In Stata, structural equation models can be fit using the command language or
the graphical user interface (GUI) for SEM, known as the SEM Builder. The
book demonstrates both of these approaches. Throughout the text, the
examples use the sem command. Each chapter also includes brief
discussions on drawing the appropriate path diagram and performing estimation
from within the SEM Builder. A more in-depth coverage of the SEM Builder is
given in one of the book’s appendixes.
The first two chapters introduce the building blocks of SEM. Chapter 1
begins with overviews of Cronbach’s alpha as a measure of reliability
and of exploratory factor analysis. Then, building on these concepts, Acock
demonstrates how to perform confirmatory factor analysis, discusses a variety
of statistics available for assessing the fit of the model, and shows a more
general measurement of reliability that is based on confirmatory factor
analysis. Chapter 2 focuses on using SEM to perform path analysis. It
includes examples of mediation, moderation, cross-lagged panel models, and
nonrecursive models.
Chapter 3 demonstrates how to combine the topics covered in the first two
chapters to fit full structural equation models. The use of modification
indices to guide model modification and computation of direct, indirect, and
total effects for full structural equation models are also covered.
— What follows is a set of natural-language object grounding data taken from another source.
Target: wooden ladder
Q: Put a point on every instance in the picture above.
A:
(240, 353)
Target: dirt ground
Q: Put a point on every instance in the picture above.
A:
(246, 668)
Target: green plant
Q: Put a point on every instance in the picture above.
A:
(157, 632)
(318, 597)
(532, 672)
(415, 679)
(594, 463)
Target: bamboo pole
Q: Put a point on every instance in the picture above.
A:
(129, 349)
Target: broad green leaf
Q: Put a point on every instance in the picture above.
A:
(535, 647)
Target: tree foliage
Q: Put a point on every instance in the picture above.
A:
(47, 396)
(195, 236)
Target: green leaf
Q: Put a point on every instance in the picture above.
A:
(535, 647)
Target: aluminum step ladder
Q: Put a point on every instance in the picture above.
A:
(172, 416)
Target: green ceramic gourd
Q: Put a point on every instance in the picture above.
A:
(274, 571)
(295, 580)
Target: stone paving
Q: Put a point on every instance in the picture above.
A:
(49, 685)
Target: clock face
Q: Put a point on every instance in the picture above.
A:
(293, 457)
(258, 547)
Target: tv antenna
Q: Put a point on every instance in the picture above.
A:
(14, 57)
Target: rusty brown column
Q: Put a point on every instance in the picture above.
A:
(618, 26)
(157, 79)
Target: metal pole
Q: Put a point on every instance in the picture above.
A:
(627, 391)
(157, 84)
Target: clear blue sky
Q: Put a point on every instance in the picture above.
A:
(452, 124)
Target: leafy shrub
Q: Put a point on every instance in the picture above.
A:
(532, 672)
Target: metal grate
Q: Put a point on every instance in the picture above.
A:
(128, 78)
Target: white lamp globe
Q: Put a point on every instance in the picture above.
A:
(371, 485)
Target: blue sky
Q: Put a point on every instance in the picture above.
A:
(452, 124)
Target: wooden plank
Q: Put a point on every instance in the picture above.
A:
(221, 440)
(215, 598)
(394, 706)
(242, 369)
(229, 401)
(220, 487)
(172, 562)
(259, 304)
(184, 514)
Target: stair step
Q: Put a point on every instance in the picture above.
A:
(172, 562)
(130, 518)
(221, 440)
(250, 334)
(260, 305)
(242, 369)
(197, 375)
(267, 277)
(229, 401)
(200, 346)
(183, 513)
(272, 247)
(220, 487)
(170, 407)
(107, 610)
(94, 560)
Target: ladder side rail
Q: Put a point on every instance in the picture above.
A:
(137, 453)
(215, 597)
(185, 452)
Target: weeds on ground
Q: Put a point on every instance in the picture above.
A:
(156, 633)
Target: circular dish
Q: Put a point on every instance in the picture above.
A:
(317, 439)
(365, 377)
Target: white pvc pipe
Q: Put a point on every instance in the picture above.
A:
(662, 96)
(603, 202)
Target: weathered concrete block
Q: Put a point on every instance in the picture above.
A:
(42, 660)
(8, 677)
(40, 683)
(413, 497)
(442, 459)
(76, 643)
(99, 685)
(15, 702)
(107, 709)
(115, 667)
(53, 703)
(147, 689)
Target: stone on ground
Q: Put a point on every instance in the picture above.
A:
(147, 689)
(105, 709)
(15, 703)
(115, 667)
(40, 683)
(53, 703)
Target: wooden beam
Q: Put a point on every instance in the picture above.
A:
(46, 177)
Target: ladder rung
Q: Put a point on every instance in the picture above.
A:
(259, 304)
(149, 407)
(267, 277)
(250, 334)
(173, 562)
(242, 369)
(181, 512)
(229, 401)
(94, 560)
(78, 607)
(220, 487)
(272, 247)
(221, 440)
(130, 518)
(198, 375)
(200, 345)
Chapter 4 details the application of SEM to growth curve modeling. After
introducing the basic linear latent growth curve model, Acock extends this to
more complex cases such as the inclusion of quadratic terms, time-varying
covariates, and time-invariant covariates.
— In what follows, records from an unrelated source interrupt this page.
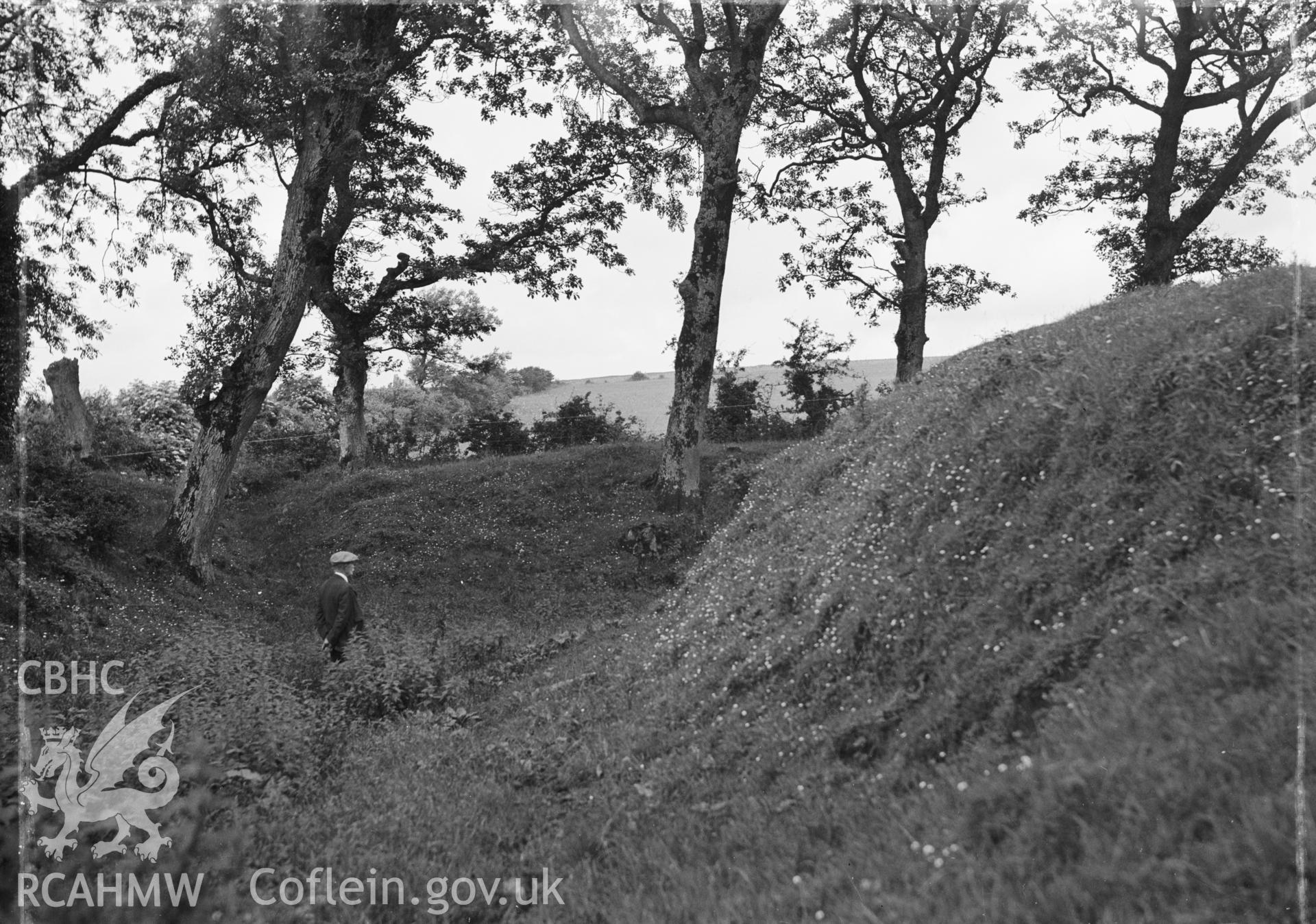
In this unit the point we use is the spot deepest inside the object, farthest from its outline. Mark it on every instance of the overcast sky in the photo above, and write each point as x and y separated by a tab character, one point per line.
622	323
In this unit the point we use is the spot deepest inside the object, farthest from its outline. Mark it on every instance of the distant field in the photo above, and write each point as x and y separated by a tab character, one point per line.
649	399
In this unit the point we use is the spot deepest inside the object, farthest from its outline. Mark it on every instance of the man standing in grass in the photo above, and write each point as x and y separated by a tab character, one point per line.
340	613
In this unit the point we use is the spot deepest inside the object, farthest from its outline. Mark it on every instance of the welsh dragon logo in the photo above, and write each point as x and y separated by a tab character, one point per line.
101	798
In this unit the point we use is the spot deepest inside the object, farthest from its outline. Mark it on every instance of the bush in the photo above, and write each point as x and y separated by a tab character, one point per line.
741	409
808	367
164	422
495	435
296	432
385	674
576	422
409	424
536	379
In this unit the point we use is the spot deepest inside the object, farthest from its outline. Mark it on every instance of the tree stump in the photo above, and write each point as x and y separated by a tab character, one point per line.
71	419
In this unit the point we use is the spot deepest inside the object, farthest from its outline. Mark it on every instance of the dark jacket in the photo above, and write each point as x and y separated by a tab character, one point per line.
340	612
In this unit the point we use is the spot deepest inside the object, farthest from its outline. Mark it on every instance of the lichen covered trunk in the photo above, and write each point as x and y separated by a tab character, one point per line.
349	396
14	323
332	134
912	330
73	423
696	345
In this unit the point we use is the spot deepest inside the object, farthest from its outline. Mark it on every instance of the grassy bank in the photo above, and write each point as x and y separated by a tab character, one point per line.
1020	643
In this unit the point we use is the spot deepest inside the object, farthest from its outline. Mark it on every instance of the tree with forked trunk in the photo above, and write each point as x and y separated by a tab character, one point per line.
707	98
892	86
329	99
324	66
60	121
1247	64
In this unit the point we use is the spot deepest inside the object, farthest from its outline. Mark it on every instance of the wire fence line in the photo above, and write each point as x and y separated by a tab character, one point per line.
470	423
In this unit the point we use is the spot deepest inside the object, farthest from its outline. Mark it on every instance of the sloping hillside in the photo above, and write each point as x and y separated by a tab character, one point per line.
1018	644
1024	642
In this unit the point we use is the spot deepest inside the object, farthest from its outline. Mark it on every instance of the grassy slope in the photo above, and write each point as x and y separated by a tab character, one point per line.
1016	644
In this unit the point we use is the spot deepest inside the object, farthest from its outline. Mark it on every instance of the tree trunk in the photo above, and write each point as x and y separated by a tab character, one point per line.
1156	265
912	330
14	324
696	346
332	132
71	417
349	396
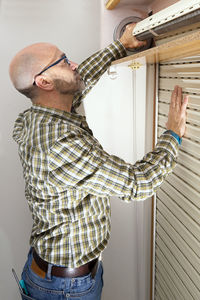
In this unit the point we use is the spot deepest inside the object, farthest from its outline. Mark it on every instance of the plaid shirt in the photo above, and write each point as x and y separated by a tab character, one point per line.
69	178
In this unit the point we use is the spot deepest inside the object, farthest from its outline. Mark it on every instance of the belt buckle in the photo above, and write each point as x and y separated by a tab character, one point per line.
36	269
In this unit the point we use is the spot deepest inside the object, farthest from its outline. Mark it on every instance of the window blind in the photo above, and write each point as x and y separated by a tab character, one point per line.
177	241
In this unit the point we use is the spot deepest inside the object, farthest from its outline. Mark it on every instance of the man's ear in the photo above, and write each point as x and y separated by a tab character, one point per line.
44	83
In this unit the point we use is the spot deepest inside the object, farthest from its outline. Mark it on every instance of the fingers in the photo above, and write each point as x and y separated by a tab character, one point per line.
173	97
184	104
176	98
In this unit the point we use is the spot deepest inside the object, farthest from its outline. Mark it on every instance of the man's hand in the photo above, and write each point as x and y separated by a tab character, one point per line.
128	40
177	112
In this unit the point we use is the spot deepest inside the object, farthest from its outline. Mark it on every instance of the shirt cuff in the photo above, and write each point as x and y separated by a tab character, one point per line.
177	137
117	49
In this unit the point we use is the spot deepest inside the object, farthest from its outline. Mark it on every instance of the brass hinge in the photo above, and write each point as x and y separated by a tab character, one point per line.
135	65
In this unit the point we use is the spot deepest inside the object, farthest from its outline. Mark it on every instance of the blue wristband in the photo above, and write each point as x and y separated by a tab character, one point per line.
177	137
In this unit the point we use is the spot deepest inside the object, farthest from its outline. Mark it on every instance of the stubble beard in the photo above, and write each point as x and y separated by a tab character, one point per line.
70	88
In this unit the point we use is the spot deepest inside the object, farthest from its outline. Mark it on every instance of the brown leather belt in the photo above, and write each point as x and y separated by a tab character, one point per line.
90	267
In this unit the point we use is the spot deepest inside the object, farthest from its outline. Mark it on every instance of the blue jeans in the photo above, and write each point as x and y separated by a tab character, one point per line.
57	288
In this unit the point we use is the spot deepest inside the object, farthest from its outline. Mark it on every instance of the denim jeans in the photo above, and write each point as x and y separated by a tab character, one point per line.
57	288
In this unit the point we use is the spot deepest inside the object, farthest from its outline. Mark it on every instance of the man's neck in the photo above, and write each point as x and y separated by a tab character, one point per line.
57	101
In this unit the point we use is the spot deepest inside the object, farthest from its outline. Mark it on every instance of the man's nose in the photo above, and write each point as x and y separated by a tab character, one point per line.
73	65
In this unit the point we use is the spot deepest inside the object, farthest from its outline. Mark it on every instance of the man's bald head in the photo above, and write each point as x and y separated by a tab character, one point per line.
27	63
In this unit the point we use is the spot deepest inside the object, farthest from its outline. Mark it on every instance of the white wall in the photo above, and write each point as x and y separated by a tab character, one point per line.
75	27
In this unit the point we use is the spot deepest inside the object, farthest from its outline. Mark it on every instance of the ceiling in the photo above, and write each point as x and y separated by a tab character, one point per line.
141	2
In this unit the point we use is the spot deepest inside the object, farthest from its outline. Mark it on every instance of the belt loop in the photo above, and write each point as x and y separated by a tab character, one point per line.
49	271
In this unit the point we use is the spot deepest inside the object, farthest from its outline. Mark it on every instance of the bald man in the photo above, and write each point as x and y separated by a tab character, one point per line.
69	178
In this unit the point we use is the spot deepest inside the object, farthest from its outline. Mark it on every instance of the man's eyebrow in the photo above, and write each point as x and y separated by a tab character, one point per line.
63	54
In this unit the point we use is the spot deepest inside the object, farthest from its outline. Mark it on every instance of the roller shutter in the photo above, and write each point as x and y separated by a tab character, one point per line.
177	242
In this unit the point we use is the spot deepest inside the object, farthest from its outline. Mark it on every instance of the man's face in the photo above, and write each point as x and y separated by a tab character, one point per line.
65	76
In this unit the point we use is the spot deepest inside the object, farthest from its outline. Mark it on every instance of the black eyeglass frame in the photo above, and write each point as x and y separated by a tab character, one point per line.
55	63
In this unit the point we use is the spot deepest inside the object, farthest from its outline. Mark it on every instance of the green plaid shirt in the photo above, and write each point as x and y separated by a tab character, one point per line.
69	178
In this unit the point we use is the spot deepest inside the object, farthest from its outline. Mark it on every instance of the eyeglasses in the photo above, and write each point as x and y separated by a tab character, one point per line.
55	63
In chapter 5, Acock discusses testing for differences across groups in SEM.
He introduces the specialized sem syntax for multiple-group models and
discusses the intricacies of testing for group differences for the different
types of models presented in the preceding chapters.
Discovering Structural Equation Modeling Using Stata is an excellent
resource both for those who are new to SEM and for those who are familiar
with SEM but new to fitting these models in Stata. It is useful as a text
for courses covering SEM as well as for researchers performing SEM.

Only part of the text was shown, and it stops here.